FIG. 7 is a bottom view of the embodiment in FIG. 6. Pin 1040 prevents rotation of the tensioner during operation. Pin 1040 engages a receiving hole in a mounting surface (not shown).

Although a form of the invention has been described herein, it will be obvious to those skilled in the art that variations may be made in the construction and relation of parts and method without departing from the spirit and scope of the invention described herein.

Claims

1. A tensioner comprising: a torsion spring;a pulley journalled to an end of the torsion spring;an elastomeric damping member constrained within a torsion spring coil through an arc of contact of at least 270°; andthe elastomeric damping member in damping contact with the torsion spring coil.

2. The tensioner as in claim 1, wherein the torsion spring is a flat spring.

3. The tensioner as in claim 1, wherein the elastomeric damping member comprises any natural or synthetic rubber such as EPDM, VAMAC, NBR, or any combination of two or more of the foregoing.

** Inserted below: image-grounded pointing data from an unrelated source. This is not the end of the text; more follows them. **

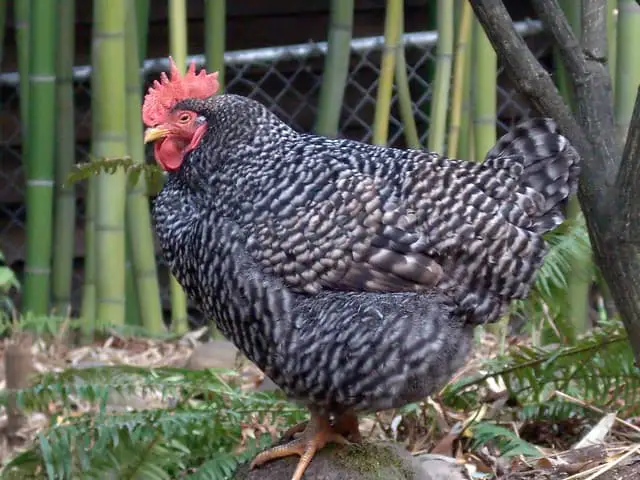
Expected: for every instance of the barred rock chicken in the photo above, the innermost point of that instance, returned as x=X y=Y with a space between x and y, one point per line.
x=351 y=274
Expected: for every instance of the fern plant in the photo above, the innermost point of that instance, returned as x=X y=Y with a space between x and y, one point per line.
x=195 y=434
x=599 y=369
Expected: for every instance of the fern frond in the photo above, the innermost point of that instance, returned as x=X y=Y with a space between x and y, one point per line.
x=153 y=174
x=597 y=369
x=508 y=443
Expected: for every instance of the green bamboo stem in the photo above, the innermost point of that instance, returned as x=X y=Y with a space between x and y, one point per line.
x=132 y=305
x=141 y=9
x=65 y=198
x=579 y=282
x=40 y=157
x=392 y=38
x=459 y=72
x=178 y=48
x=440 y=97
x=110 y=141
x=572 y=10
x=215 y=37
x=89 y=296
x=336 y=68
x=21 y=20
x=465 y=140
x=628 y=66
x=3 y=17
x=404 y=97
x=484 y=98
x=612 y=39
x=144 y=299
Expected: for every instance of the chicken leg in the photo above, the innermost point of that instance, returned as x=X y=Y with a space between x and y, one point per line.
x=345 y=425
x=317 y=433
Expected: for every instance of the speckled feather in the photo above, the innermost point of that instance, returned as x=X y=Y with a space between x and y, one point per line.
x=353 y=274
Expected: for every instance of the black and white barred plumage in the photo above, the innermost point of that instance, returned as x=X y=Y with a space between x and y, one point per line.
x=353 y=274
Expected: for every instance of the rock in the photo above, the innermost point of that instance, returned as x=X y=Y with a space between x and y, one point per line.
x=369 y=461
x=214 y=354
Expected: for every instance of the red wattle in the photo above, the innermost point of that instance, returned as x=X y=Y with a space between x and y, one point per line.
x=169 y=153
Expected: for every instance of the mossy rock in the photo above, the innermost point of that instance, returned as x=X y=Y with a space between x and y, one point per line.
x=369 y=461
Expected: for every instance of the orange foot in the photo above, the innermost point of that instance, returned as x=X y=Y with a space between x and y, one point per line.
x=317 y=433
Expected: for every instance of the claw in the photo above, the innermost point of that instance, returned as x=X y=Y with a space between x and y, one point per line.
x=317 y=433
x=291 y=432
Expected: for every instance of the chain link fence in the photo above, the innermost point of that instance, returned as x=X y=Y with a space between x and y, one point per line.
x=286 y=79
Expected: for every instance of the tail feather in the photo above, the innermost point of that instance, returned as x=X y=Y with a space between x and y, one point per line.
x=551 y=167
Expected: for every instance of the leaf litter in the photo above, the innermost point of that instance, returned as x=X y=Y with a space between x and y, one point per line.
x=607 y=448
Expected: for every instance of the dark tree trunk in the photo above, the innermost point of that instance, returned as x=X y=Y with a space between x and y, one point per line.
x=610 y=184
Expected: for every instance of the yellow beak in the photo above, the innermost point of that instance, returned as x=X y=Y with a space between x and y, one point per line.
x=156 y=133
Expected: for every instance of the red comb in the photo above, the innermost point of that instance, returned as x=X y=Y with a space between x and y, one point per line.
x=164 y=94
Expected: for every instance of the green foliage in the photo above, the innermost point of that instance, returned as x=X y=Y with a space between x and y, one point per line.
x=598 y=369
x=194 y=433
x=569 y=245
x=506 y=441
x=153 y=174
x=8 y=281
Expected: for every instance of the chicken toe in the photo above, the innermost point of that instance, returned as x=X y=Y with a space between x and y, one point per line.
x=315 y=436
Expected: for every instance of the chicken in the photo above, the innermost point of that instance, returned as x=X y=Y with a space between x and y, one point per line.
x=351 y=274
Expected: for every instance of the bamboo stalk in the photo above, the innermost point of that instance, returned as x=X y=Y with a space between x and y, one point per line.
x=214 y=37
x=336 y=68
x=21 y=20
x=484 y=94
x=440 y=98
x=404 y=97
x=131 y=304
x=459 y=72
x=628 y=74
x=65 y=198
x=141 y=9
x=3 y=17
x=465 y=140
x=110 y=141
x=178 y=47
x=88 y=307
x=40 y=157
x=612 y=39
x=144 y=300
x=572 y=10
x=394 y=13
x=579 y=282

4. The tensioner as in claim 1, wherein the torsion spring further comprises a mounting plate disposed within a pulley diameter.

5. The tensioner as in claim 1, wherein the pulley is connected to a yolk member, the yolk member connected to the torsion spring.

6. The tensioner as in claim 1 further comprising a mounting member engaged with the elastomeric damping member for mounting the tensioner to a mounting surface.

7. The tensioner as in claim 1, wherein the pulley is journalled through a damping member which is operationally disposed between the torsion spring and the pulley.

8. A tensioner comprising: a torsion spring;a pulley journalled to an end of the torsion spring;an elastomeric damping member constrained within a torsion spring coil through an arc of contact of less than approximately 270°; andthe elastomeric damping member in damping contact with the torsion spring coil.

9. A tensioner comprising: a torsion spring;a pulley journalled to an end of the torsion spring;an elastomeric damping member constrained within a torsion spring coil through an arc of contact α; andthe elastomeric damping member in damping contact with the torsion spring coil.